Personnalité, fonction : BAYROU François.

FRANCE. UDF, président

Circonstances : Débat à l'Assemblée nationale en présence de M. Valéry Giscard d'Estaing, président de la Convention sur l'avenir de l'Europe, le 3 décembre 2002

ti : Monsieur le Président de la Convention européenne,

Permettez-moi de commencer cette intervention par un mot personnel.

Nous le savons tous, l'Europe va vivre un moment crucial de son histoire. Et ce moment crucial sera en grande partie ce que vous, Valéry Giscard d'Estaing, en ferez.

Je n'oublie rien du chemin qui vous a conduit sur ce banc.

Président de la République française, vous avez voulu le Conseil Européen. Vous avez voulu l'élection du Parlement européen au suffrage universel. Vous avez été à l'origine de la monnaie européenne. Vous voilà aujourd'hui en charge de préparer une constitution pour notre Europe.

J'imagine quelle émotion cette charge vous procure.

Je veux saluer la destinée personnelle qui est ainsi consacrée, et aussi l'idée que les volontés personnelles peuvent toujours jouer le premier rôle dans l'histoire.

C'est un témoignage que je voulais vous apporter en ce moment de votre et de notre histoire.


Monsieur le Premier Ministre, Mesdames et Messieurs les Ministres, mes chers collègues,

L'Europe, c'est la plus grande et la plus belle entreprise historique de tous les temps.

Pour l'ambition, l'aventure vaut Napoléon et Alexandre le Grand.

Mais pour la justice, elle les écrase.

Car cette immense entreprise est fondée sur les plus hautes aspirations de l'être humain, la paix et la bonne volonté des peuples, alors que les grands conquérants ne fondaient leur empire que sur la force et la contrainte.

Robert Schumann, Jean Monnet, Konrad Adenauer, Alcide de Gasperi, ces hommes étaient humbles, persévérants et visionnaires. Passés les uns et les autres par la guerre, ayant vu leurs pays broyés, avilis et redressés, ils savaient que la vraie politique n'est pas gloriole, mais vision et volonté jusqu'à entraîner, contre toute attente, l'assentiment des peuples. À ce titre, ils méritent l'honneur que doivent leur rendre les générations.

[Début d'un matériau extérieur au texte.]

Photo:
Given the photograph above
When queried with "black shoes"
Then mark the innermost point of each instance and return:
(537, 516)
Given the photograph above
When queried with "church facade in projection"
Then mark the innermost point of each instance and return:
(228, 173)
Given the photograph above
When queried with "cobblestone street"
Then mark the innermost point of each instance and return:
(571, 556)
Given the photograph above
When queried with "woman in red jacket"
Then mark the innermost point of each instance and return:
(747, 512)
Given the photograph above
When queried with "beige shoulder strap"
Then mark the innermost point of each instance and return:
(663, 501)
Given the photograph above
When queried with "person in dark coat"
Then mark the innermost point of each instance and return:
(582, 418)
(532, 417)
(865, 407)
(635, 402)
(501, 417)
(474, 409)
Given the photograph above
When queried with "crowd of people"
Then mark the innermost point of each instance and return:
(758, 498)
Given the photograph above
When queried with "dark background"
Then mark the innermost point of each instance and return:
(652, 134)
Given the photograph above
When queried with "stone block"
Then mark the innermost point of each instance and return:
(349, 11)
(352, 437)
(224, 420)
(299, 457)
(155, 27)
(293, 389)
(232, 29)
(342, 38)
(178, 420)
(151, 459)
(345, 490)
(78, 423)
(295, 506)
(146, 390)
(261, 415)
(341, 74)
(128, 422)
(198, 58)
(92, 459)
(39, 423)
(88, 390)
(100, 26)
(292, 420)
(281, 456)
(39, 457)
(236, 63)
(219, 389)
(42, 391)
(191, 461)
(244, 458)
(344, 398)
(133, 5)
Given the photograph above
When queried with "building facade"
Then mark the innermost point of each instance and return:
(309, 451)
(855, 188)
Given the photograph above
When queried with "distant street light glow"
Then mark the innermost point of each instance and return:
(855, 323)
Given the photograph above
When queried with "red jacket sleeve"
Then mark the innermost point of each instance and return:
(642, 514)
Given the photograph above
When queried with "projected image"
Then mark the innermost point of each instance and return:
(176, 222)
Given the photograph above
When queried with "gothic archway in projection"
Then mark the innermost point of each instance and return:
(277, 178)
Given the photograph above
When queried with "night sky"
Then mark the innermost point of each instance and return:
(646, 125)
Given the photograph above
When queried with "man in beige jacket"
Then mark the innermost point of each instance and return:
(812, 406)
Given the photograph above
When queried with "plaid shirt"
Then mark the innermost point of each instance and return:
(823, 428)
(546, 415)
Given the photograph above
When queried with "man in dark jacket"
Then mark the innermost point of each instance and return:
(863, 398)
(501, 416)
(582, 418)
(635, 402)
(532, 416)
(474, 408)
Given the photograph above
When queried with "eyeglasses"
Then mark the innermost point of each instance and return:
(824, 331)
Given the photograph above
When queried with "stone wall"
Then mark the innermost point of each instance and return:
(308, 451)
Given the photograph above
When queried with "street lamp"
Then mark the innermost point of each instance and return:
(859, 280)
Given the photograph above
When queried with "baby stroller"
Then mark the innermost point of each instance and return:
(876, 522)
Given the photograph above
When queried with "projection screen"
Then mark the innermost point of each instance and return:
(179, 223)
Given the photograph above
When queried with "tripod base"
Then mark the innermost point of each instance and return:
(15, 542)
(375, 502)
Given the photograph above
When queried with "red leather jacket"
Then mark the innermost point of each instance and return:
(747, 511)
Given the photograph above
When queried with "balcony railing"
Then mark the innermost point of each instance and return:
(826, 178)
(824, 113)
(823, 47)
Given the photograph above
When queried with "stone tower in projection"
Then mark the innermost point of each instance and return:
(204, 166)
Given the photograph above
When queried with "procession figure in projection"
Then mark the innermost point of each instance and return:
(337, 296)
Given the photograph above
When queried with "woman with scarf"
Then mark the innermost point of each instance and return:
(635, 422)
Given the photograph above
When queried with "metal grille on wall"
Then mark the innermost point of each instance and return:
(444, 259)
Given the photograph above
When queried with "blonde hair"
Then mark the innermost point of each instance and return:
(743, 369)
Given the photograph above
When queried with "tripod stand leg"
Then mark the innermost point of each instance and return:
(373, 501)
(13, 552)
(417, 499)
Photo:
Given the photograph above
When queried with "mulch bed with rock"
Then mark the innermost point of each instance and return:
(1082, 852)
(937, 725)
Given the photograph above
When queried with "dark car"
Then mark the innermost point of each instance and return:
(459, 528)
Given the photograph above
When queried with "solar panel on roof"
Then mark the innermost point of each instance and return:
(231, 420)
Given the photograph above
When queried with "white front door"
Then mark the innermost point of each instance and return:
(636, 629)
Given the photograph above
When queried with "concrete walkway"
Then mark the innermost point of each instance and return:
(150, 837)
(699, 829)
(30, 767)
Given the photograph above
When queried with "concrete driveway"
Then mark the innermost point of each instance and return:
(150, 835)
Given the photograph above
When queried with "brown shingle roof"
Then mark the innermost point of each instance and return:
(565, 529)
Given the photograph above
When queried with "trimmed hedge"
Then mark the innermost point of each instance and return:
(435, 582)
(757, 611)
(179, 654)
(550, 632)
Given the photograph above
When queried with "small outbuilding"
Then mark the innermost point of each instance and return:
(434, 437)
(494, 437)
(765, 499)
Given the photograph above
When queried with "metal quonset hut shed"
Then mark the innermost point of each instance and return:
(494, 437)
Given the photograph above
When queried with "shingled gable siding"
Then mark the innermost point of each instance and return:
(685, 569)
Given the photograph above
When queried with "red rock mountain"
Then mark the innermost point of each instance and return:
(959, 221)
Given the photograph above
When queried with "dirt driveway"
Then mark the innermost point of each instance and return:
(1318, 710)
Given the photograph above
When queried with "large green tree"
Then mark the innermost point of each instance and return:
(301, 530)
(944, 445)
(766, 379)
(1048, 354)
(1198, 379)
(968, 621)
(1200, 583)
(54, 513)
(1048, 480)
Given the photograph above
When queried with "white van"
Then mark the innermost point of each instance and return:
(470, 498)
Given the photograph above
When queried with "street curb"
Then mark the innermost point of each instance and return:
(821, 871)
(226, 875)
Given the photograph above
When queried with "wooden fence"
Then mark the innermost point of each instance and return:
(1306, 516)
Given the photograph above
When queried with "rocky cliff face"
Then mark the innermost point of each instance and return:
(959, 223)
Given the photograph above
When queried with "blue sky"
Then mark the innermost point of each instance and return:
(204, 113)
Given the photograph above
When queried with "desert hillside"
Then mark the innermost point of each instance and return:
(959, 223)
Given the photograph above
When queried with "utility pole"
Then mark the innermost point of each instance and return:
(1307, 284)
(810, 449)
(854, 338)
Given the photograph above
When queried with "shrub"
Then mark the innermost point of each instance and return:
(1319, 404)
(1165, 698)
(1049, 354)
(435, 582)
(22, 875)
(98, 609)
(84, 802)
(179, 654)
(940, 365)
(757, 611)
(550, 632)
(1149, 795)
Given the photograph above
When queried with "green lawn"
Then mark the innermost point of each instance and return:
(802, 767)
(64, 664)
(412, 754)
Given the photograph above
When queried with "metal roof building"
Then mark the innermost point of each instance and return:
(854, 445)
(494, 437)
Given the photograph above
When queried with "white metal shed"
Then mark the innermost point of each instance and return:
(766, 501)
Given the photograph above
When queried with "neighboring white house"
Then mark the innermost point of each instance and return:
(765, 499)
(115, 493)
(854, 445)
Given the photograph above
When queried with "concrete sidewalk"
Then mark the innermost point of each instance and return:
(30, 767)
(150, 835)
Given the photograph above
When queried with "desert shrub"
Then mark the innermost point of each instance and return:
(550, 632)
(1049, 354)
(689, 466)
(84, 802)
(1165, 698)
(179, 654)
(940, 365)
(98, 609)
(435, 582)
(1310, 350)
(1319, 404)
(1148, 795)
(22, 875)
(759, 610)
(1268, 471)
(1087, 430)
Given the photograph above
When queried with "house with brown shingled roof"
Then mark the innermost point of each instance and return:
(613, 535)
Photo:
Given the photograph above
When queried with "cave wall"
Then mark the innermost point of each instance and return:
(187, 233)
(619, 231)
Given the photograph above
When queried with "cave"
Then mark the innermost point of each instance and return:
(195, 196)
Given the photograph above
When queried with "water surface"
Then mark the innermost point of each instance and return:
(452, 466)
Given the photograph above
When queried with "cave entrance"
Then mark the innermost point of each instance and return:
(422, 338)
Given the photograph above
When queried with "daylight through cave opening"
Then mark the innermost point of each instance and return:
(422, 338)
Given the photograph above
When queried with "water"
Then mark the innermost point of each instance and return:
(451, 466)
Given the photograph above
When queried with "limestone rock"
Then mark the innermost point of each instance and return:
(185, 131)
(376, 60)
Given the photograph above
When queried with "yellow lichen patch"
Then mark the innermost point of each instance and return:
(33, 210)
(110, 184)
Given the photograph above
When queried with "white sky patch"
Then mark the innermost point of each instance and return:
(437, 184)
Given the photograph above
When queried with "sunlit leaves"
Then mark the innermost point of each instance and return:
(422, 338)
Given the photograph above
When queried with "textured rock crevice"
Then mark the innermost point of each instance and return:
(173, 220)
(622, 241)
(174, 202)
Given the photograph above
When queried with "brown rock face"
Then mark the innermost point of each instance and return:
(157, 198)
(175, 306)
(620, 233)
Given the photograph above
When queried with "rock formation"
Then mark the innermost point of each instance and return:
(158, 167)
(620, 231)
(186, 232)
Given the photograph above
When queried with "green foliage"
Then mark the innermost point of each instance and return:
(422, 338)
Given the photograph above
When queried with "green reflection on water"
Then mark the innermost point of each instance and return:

Une seule erreur a été commise dans le cours de cette vaste entreprise ! Une erreur qui me rappelle le mot de Péguy, " tout commence en mystique et tout finit en politique ". Ici, tout a commencé en mystique et tout a continué en mécanique, en technique, en technocratie, accessible aux seuls initiés et compréhensible seulement avec un cours et un lexique de droit européen.

Or l'Europe, ce n'est pas une affaire pour initiés, c'est une affaire pour citoyens.

La faute que l'on a laissé commettre, c'est de laisser l'Europe devenir incompréhensible, même aux plus avertis.

Il n'y aura pas de régénérescence de l'idée européenne sans volonté inflexible de rendre compréhensible à tous les raisons qui nous font vivre ensemble et les règles qui nous permettent de le faire.

LES TROIS EUROPES

En vérité, le mot Europe recouvre plusieurs entreprises, trois principalement. Trois étapes, construites sur trois urgences.

Les deux premières sont réalisées ou suffisamment avancées, la troisième, à la vérité, n'est pas encore initiée. Elle est l'objet même de la Convention, et sa réalisation ou son échec ne dépendront que de nous.

La première étape, c'est la paix.

Sur notre continent, cela paraissait impossible. Notre continent, déchiré comme aucun autre par une guerre de cent ans, saigné et avili comme aucun autre, paraissait voué à une haine inexpiable.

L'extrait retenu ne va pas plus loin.